A peine un an après la sortie (couronnée de succès) d’ «Une Etrange Affaire», Pierre Granier-Deferre s’attaque à une nouvelle adaptation d’un roman de Jean-Marc-Roberts - «L’Ami de Vincent». Un projet initié par le producteur Alain Sarde, qui a failli pourtant ne jamais voir le jour. Le cinéaste vit à cette époque, un drame terrible. Il vient en effet de perdre sa femme et très atteint, a décidé de mettre sa carrière entre parenthèses.
Mais grâce à la force de persuasion de son ami Roberts et de son complice scénariste Christopher Frank, Granier-Deferre accepte finalement de faire le film.
L’écriture du scénario s’avèrera plus difficile que prévue, «affectée» par la mélancolie du réalisateur. C’est tout d’abord Michel Piccoli qui devait former le duo d’amis avec Philippe Noiret mais devant les réticences de la production, Granier-Deferre se tourna finalement vers Rochefort. Un choix somme toute logique car l’acteur entretient déjà de forts liens d’amitié avec Noiret.
Granier-Deferre le dira lui-même, il effectuera les prises de vues dans un état presque second, toujours très touché par la disparition de sa compagne. Il admettra également être plus intéressé par les nombreux personnages qui traversent le film que par son histoire qu’il ne l’inspire finalement, pas plus que cela. Pourtant, ce retour dans le passé d’un homme à priori ordinaire, n’est pas sans intérêt. Une plongée qui se fait grâce à une succession de rencontres entre cet ami, interprété avec beaucoup de finesse par un excellent Noiret, et toutes les femmes qui ont traversé la vie de son ami (Toujours impeccable Rochefort). Peu à peu, cet ami (et nous avec) va découvrir le côté sordide de cet homme qu’il croit connaitre, séducteur abjecte, capable des pires horreurs.

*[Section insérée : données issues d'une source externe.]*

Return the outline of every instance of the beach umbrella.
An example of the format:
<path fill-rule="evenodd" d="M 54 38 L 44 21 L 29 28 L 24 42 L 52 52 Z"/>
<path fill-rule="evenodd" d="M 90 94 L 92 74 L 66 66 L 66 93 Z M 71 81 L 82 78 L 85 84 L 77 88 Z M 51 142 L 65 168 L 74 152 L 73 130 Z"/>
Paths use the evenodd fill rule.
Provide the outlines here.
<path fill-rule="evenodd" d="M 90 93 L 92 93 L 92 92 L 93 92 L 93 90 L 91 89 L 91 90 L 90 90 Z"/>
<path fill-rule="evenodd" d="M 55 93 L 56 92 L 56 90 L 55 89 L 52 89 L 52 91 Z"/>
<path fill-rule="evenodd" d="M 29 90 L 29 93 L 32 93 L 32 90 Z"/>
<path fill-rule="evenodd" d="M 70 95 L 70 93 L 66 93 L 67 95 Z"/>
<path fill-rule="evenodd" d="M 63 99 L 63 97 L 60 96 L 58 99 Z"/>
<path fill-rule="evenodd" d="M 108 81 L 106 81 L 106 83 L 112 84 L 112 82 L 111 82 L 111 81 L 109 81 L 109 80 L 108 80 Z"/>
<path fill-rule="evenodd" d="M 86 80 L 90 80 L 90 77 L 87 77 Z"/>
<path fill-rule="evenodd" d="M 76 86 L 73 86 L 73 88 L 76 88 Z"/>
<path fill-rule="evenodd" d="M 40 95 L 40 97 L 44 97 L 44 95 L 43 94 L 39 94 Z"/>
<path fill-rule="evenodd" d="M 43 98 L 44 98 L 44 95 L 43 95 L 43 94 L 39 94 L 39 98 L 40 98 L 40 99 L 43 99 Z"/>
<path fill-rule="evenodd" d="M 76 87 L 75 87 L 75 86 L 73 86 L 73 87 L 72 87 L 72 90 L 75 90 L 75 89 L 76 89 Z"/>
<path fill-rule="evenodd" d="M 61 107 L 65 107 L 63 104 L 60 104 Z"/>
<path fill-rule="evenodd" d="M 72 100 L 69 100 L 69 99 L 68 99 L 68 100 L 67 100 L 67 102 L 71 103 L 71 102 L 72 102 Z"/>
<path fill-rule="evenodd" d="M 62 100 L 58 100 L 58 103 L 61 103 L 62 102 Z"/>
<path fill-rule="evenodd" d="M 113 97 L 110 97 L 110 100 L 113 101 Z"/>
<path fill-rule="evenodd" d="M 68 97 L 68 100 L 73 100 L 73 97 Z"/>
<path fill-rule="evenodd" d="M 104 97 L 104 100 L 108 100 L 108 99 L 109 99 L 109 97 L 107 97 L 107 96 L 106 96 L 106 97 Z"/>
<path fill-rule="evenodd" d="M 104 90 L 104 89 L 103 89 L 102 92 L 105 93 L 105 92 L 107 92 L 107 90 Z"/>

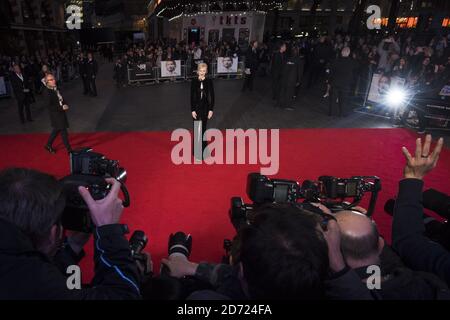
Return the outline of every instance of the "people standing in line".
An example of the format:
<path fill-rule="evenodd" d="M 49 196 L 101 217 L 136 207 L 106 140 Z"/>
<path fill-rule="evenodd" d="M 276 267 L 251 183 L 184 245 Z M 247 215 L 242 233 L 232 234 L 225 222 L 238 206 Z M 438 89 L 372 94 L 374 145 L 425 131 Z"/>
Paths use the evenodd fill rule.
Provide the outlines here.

Une certaine tristesse traverse ce film. De toute évidence, Granier-Deferre filme au travers cette superbe galerie de personnages, sa propre dépression.

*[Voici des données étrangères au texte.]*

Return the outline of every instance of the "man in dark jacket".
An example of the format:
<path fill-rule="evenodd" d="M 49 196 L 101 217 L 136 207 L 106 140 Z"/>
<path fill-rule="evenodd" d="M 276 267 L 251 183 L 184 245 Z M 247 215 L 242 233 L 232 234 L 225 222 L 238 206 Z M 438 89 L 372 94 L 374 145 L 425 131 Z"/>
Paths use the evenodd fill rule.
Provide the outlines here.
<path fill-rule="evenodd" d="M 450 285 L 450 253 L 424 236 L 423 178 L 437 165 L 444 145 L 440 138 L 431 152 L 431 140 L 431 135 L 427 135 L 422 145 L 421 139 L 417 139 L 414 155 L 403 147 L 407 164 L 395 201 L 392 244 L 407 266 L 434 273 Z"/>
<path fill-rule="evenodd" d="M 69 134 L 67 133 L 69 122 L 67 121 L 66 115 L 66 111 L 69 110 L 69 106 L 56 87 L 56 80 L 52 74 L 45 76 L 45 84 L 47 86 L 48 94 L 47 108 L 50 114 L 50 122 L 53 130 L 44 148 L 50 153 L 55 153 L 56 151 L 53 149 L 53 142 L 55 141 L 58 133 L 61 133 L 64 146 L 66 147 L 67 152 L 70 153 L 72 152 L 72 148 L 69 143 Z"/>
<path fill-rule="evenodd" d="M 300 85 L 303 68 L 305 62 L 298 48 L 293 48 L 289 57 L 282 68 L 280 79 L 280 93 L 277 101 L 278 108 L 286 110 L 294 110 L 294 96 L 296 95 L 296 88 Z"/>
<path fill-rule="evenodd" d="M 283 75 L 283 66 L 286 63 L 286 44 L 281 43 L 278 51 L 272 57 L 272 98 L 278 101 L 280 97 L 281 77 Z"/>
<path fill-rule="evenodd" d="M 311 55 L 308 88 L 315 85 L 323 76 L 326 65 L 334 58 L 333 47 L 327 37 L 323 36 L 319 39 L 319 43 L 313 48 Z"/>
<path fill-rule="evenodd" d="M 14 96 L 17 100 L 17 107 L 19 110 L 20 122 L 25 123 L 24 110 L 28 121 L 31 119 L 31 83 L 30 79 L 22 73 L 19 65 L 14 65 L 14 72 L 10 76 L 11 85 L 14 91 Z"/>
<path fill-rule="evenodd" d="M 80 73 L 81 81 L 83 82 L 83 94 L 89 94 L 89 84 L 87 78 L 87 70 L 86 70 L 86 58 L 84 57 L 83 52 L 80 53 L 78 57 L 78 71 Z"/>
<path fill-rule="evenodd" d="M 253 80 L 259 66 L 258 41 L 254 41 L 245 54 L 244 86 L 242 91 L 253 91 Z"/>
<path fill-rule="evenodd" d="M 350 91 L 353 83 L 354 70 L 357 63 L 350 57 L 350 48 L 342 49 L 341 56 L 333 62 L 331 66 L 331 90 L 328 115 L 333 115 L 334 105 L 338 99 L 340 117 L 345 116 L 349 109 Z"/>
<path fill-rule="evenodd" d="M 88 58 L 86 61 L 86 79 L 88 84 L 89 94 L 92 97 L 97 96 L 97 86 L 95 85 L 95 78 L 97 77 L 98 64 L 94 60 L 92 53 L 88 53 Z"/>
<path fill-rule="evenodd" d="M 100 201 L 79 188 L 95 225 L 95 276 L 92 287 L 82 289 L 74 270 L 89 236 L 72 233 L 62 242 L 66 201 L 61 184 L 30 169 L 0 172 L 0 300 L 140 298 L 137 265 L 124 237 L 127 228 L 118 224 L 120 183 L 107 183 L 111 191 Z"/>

Dommage que cette histoire tourne finalement un peu en eau de boudin, s’achevant un peu n’importe comment. On a du mal également à comprendre ce que ressent réellement cet ami. Incompréhension ? Dégout ? Ou simple déception ? On ne le saura finalement jamais.
«L’Ami de Vincent» reste malgré cela un superbe film d’acteurs et d’actrices (mention spéciale à Françoise Fabian, Marie Dubois, Jane Birkin et Anna Karina) magnifiquement filmées par Granier-Deferre.